Wird das Wiederaufnahmeverfahren solchermaßen für zulässig gehalten, was in der Praxis nur im ganz geringem Umfang der Fall ist, dann ergeht ein Zulassungsbeschluss.
Anschließend kommt es dann zu einer neuen Hauptverhandlung, in welcher die gesamten Beweismittel, nicht nur die neuen Tatsachen und Beweismittel, eingebracht werden.

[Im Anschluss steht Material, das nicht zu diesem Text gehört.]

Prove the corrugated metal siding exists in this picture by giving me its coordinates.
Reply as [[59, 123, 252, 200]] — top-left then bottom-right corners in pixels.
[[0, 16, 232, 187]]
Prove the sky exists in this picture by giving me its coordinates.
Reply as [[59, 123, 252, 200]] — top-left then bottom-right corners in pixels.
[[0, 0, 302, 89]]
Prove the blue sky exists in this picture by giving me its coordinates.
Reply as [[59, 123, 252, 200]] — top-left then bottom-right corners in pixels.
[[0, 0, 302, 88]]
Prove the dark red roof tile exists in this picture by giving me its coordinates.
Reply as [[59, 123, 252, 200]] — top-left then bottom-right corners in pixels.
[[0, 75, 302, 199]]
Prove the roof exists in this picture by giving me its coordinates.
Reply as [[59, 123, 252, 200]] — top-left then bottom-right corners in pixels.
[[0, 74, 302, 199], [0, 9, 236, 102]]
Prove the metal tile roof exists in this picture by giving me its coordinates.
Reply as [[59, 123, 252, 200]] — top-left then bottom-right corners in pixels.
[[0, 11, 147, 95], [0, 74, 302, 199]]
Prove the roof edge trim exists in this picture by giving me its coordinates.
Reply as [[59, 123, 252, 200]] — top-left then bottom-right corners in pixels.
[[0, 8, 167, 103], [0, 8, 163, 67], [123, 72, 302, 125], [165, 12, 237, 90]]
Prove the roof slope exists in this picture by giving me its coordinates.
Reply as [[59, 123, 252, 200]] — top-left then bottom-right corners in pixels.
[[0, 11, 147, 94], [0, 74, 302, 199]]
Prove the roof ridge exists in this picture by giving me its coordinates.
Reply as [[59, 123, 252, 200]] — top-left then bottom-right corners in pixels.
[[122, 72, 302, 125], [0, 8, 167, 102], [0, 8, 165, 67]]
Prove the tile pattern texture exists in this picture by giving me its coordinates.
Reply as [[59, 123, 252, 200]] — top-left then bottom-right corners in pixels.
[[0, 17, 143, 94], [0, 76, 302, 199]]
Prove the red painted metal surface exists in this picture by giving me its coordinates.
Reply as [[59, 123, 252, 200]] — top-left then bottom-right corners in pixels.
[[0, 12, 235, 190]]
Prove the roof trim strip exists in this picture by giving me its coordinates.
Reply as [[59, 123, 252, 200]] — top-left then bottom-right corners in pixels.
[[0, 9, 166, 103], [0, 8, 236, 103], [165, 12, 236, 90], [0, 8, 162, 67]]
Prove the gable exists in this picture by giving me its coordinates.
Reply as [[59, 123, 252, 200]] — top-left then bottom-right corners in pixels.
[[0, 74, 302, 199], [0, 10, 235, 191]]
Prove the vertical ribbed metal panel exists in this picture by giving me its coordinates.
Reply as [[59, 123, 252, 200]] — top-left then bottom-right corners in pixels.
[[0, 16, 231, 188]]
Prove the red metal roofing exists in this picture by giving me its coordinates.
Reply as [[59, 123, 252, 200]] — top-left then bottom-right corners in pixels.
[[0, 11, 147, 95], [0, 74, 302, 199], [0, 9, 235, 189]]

Das jetzt erkennende Gericht ist in seiner Entscheidung frei. Es kann das ursprüngliche Urteil bestätigen oder abändern. Das Urteil darf aufgrund des Verbotes der Schlechterstellung jedoch nicht zum Nachteil des Antragstellers abgeändert werden.
Gegen die Ablehnung des Wiederaufnahmeantrags als unzulässig, steht dem Antragstellers das Rechtsmittel der sofortigen Beschwerde (Frist eine Woche) zu. Dann prüft die entsprechende Rechtsmittelinstanz den Antrag vollumfänglich erneut. Ein weiteres Rechtsmittel ist nicht vorgesehen.
Die im Wiederaufnahmeverfahren entstehenden Rechtsanwaltsgebühren sind in den Ziffern 4136 ff. der VV zum Rechtsanwaltsvergütungsgesetz (RVG) geregelt. Aus der Sicht der Praxis sind diese Gebühren jedoch, auch wenn man die Wahlverteidigerhöchstgebühr berücksichtigt, nicht geeignet, den anfallenden Arbeitsaufwand auch nur adäquat auszugleichen.
Aufgrund des hohen Aufwands zur Fertigung eines Wiederaufnahmeantrags wird ein Rechtsanwalt in der Regel jedoch nicht bereit sein, zu diesen Gebühren tätig zu werden. Es ist daher im Regelfall mit dem Abschluss einer Honorarvereinbarung zu rechnen.